# More details about the Baillie–PSW test

It's clear that Mathematica uses the Baillie–PSW test for its PrimeQ function (which tests primality), and as I read in the Mathematica documentation, it starts with trial division, then base 2 and 3 Miller–Rabin, and then Lucas pseudoprime test. My question is:

Can we remove base 2 and 3 and use only a random base?

The advantage in using base 2 is that we know all of the psp's base 2 up to $2^{64}$. It has been verified that none of these psp(2)'s passes a Lucas test when the parameters $P, Q$ are chosen in accord with any of the methods in the Baillie/Wagstaff paper.

If you choose a random base, there might be some composite $n$ that passes both the Fermat and Lucas tests. For example, $n = 5777$ is a strong psp base 76, and is also a Lucas pseudoprime.

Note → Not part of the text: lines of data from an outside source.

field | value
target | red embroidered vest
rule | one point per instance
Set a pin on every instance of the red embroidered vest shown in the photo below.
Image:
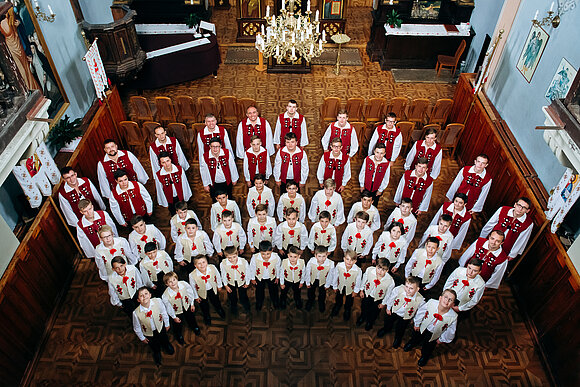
(415, 188)
(472, 185)
(124, 163)
(74, 198)
(224, 163)
(388, 137)
(457, 221)
(221, 133)
(131, 196)
(335, 166)
(374, 174)
(430, 155)
(290, 125)
(249, 130)
(169, 148)
(296, 159)
(170, 179)
(515, 227)
(490, 261)
(92, 231)
(257, 163)
(343, 133)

By the way, if you implement a Lucas test, I would also recommend adding the following check, which is virtually free once you reach the end of the Lucas calculation. If $n$ is an odd prime and $(n, QD) = 1$ where $D = P^2 - 4Q$, (and, as usual, $\left(\frac{D}{n}\right) = -1$ (a Jacobi symbol), then $V_{n+1} \equiv 2Q \pmod n$. If $D, P$, and $Q$ are chosen by method $A^*$ (see Baillie/Wagstaff), then 913 is the only odd composite number up to 25 billion for which this congruence holds. (The B/W paper gives a limit of $10^8$, but I've recently carried the calculation farther). So, in addition to the sprp(2) and slprp(P,Q) tests, this congruence adds additional strength to the primality test.

References for the test:

• Pomerance, Selfridge, Wagstaff, "The Pseudoprimes to 25 x 10^9", July 1980. Page 1024-1025, Check if n is a strong probable prime base 2. Check whether n is a Lucas probable prime using method A (Selfridge) or B. The authors offer \$30 to the first finder of a counterexample or proof of non-existence. It references the next paper when discussing the test.

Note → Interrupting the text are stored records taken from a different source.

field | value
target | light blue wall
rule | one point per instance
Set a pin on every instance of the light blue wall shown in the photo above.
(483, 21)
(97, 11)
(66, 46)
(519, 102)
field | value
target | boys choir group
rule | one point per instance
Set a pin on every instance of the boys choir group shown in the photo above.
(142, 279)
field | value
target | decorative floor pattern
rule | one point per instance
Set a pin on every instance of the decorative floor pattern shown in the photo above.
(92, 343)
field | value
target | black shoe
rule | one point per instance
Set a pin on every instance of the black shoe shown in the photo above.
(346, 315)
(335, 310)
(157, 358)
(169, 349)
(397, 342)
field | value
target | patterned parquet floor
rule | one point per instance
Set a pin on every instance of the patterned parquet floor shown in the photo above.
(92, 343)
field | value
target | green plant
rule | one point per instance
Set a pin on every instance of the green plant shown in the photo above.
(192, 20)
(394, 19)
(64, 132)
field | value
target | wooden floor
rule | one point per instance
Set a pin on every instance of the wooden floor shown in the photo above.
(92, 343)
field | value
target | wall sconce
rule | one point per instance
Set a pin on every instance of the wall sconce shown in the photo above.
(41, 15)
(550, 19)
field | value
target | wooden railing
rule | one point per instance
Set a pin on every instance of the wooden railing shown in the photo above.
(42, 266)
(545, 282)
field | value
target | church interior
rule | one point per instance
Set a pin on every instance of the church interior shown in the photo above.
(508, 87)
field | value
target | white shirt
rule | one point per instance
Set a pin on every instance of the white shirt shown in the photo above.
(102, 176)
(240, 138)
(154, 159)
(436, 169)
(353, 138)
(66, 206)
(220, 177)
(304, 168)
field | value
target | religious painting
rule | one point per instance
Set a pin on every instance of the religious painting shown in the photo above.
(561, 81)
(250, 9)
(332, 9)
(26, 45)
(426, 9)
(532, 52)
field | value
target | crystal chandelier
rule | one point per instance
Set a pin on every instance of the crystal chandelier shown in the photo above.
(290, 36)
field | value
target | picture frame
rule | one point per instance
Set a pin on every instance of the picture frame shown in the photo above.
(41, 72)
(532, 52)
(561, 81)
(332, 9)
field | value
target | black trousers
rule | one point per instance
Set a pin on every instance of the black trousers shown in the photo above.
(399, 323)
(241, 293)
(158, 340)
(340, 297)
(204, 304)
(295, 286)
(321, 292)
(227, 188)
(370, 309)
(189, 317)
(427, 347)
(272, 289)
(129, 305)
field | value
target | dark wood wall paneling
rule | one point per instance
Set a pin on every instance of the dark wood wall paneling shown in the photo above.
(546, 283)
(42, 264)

• Baillie and Wagstaff, "Lucas Pseudoprimes", October 1980. Page 1401. Trial divide to some convenient limit. Check whether n is a strong probable prime base 2. Check whether n is a strong Lucas probable prime using method A (Selfridge) or B.

• Pomerance, "Are there counter-examples to the Baillie-PSW Primality Test?", 1984. References PSW80: Check whether n is a strong probable prime base 2. Check whether n is a Lucas probable prime using the Selfridge parameters (method A). He mentions that even if condition 1 is weakened, every composite to n <= 25*10^9 still fails. The short paper repeatedly calls this combination of a strong base-2 prp and Lucas-Selfridge prp tests the "Baillie-PSW" test.

All of these describe using a strong base-2 probable prime test. The slightly earlier PSW paper indicates a Lucas test, while the BW paper recommends a strong Lucas test. The 1980 papers indicate that one of two specific parameter selection methods should be used, while Pomerance's 1984 paper drops the non-Selfridge method.

In my opinion, the paper by Baillie and Wagstaff is the primary reference, though should be read in combination with Pomerance, Selfridge, and Wagstaff. Consensus over time is that the Selfridge (method A) parameter selection should be used. Other variations commonly used include the extra-strong test, the "almost" extra-strong test, and Frobenius tests. See the page "Pseudoprime statistics, Data, and Tables" for more info and links.